Des années durant nous avons accepté l’idée que
tout ce qui croît finit par décroître et tout ce qui se
développe, dépérit inévitablement. La conséquence
d’un tel raisonnement fut de prétendre que la perte cognitive
est un mal nécessaire du processus normal de vieillissement et que
nous sommes impuissants devant un tel phénomène.
Les premières études comparant des groupes de personnes
issus de différents groupes d’âge corroboraient
cette thèse. Ce n’est que lors de la publication d’importantes études
prospectives suivant les mêmes personnes pendant plusieurs
années qu’une nouvelle tendance émergea.
Bien
que l’on assiste à un ralentissement certain du
traitement cognitif chez les personnes âgées, ce ne
sont pas dans des proportions ayant des implications fonctionnelles
directes. En d’autres termes, plus nous vieillissons, plus
les choses prennent du temps, mais ce retard ne mène pas forcément à une
baisse de la qualité. Il faudrait étudier des activités
spécialisées fortement liées à la vitesse
telles que la profession de pilote de combat, pour traduire ce processus
de ralentissement en une perte significative de fonction. La conduite
sécuritaire est sans aucun doute un thème important
dans ce domaine.
Il existe de grandes différences entre les nombreux types
de pertes cognitives propres à chaque individu. Alors que
certains montrent des pertes notables, d’autres ne souffrent
que de pertes légères voire d’aucune perte.
Par ailleurs, les pertes ne sont pas distribuées de façon égale.

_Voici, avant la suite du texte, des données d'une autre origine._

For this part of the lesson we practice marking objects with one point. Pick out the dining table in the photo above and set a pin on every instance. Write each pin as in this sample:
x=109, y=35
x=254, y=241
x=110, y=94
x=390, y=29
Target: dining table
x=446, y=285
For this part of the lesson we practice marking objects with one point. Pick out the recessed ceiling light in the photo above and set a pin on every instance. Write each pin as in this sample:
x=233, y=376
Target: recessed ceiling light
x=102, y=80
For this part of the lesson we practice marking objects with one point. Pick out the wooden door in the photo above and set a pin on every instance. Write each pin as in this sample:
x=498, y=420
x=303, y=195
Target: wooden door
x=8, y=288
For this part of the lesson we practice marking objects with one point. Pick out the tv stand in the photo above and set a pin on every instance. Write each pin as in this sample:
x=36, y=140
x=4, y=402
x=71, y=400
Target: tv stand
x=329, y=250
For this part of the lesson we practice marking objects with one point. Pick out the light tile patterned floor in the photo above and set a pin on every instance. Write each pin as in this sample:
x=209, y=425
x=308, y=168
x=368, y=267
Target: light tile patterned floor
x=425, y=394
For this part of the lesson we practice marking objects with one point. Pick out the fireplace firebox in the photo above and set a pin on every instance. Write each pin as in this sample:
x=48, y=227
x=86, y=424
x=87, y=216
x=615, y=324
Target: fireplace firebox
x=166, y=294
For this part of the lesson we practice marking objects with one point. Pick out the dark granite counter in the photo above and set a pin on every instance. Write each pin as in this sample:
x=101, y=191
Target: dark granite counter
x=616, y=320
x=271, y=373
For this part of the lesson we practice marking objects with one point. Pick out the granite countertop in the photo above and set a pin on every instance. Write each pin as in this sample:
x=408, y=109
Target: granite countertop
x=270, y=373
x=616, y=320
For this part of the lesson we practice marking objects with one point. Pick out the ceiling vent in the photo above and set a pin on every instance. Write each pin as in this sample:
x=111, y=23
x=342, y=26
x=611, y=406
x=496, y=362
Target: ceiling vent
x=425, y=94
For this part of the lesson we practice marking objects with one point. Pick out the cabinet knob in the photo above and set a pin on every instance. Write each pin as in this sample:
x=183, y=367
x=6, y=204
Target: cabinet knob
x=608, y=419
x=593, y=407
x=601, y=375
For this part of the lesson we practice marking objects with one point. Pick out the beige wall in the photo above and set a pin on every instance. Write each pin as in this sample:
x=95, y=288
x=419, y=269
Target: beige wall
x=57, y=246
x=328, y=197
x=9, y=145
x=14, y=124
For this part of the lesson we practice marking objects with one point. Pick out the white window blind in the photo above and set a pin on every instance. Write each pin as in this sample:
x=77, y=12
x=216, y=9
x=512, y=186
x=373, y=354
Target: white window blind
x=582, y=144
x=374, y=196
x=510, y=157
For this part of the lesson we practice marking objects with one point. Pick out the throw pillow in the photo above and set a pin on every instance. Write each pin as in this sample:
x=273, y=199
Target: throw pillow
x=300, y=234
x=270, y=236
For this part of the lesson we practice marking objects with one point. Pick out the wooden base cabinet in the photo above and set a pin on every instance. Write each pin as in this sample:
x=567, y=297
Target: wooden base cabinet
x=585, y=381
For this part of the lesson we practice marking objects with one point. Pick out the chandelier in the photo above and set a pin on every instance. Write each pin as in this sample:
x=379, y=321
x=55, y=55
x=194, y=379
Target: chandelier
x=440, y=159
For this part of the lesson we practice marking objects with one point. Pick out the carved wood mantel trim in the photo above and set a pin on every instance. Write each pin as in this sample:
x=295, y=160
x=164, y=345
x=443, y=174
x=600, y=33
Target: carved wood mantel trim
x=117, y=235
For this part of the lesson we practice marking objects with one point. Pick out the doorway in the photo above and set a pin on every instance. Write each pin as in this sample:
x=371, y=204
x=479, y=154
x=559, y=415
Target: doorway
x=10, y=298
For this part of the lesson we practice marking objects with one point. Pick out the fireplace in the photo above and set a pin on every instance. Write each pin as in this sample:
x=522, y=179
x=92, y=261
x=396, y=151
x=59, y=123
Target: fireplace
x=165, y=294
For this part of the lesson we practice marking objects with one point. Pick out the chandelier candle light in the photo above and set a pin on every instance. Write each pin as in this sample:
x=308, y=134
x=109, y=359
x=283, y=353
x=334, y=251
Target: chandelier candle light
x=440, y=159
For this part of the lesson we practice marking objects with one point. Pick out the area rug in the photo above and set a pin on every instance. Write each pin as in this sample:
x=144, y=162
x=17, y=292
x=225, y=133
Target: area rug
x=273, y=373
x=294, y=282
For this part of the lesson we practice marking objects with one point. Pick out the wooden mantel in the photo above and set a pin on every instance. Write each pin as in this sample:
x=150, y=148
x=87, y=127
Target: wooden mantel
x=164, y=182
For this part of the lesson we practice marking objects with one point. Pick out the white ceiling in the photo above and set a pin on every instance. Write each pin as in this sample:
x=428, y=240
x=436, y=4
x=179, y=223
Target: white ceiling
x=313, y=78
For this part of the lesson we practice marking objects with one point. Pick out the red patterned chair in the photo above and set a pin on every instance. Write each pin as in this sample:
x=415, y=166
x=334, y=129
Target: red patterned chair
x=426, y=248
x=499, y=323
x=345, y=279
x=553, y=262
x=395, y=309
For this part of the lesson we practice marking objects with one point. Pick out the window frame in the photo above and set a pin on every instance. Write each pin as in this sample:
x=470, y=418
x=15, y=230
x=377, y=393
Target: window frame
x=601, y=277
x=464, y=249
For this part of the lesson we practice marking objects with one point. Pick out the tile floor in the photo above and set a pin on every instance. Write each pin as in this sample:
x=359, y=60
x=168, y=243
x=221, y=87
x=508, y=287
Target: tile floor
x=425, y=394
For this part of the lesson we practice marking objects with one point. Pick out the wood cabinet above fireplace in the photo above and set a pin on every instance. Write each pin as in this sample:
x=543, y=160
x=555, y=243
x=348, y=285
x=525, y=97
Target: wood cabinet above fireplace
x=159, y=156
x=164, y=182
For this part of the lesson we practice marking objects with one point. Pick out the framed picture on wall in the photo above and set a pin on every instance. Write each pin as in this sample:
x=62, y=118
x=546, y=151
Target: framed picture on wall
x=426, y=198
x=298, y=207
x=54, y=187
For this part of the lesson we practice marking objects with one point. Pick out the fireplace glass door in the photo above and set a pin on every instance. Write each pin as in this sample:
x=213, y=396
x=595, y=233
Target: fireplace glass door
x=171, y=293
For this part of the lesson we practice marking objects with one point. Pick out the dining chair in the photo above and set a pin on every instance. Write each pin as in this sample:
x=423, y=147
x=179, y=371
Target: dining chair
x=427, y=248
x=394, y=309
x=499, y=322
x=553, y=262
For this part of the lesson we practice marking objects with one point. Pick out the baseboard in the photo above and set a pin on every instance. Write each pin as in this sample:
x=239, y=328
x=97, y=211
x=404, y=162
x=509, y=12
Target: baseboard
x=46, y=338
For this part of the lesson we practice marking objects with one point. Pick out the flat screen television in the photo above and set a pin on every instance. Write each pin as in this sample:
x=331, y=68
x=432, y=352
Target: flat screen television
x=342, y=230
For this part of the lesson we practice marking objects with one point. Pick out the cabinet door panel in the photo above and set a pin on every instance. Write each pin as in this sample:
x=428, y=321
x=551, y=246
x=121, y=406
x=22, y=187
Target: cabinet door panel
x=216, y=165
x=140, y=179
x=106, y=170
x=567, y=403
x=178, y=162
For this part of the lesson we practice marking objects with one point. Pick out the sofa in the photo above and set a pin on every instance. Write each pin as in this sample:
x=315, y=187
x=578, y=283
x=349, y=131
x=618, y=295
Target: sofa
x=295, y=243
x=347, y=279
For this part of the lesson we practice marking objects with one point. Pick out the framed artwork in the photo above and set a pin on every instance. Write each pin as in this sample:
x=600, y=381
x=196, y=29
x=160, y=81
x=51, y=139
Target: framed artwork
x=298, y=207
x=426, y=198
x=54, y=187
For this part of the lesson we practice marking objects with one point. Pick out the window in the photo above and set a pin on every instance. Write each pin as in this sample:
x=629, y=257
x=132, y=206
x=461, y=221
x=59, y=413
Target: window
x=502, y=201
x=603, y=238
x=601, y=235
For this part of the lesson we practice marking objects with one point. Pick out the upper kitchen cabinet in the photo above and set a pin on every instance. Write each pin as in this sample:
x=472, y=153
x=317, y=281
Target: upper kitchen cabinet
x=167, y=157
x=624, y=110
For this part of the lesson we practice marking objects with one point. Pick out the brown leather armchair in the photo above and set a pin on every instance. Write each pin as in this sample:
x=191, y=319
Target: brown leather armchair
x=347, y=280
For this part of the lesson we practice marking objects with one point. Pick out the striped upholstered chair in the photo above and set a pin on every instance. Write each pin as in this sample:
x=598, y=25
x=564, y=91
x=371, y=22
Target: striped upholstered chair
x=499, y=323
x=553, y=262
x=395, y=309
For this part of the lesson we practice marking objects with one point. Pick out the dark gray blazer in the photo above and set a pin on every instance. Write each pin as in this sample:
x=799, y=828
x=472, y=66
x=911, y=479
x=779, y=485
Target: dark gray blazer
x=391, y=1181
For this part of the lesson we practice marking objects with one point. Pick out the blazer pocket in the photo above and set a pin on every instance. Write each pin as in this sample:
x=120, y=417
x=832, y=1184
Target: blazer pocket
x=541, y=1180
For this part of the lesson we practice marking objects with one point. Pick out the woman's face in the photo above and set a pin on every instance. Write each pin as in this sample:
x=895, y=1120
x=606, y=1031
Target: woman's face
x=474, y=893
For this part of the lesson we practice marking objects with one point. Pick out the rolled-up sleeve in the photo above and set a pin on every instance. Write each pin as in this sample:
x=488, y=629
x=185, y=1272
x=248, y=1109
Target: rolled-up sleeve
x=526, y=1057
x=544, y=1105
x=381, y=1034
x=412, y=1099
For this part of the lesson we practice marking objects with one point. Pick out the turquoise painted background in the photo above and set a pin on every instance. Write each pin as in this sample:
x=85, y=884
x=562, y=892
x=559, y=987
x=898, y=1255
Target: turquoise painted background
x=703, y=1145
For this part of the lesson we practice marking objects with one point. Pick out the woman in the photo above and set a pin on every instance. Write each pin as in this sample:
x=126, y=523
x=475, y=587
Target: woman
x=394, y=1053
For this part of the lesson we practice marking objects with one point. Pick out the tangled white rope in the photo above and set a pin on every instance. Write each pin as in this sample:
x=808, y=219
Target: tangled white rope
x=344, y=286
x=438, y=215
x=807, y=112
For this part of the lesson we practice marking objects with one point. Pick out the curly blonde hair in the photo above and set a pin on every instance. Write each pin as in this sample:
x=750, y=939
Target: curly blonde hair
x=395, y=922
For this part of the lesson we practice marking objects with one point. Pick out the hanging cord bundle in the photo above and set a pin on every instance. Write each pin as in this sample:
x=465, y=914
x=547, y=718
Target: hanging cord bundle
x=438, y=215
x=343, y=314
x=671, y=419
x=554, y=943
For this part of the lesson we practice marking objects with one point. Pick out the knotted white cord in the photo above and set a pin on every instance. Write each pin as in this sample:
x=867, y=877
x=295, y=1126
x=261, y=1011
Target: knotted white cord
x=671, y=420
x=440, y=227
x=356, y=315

Les activités les plus chères à la personne
sont en général celles les moins atteintes.
Les
questions qui s’imposent alors sont les suivantes :
- Quelles
sont les personnes qui parviennent à préserver leur
vitalité cognitive
jusqu’à un âge avancé ?
- S’agit-il
d’un cas supplémentaire de pré-détermination
héréditaire ou leur mode de vie dans le passé a-t-il
pu influencer cette tendance ?
Le nombre d’années d’éducation a constitué un
facteur dont le rôle essentiel dans la prévision de
la vitalité cognitive a été systématiquement
montré dans les nombreuses études menées. C’est
ainsi que les personnes ayant suivi des études supérieures
souffrent beaucoup moins du déclin cognitif lié à l’âge
La résistance cognitive de ces personnes ne peut cependant
pas être attribuée aux seules études.
Ces trois ou quatre années ne peuvent justifier, à elles
seules, les avantages immenses qui en découlent, plus de quarante
plus tard. Il est bien plus réaliste de penser, qu’en
moyenne, les personnes ayant suivi des études supérieures
ont occupé des emplois mentalement plus stimulants.
Ainsi, durant toute leur vie professionnelle, leur cerveau a nécessairement été plus
actif. Des études actuelles portant sur le rôle joué par
le niveau de complexité de l’activité professionnelle
sur la vitalité cognitive étayent cette interprétation.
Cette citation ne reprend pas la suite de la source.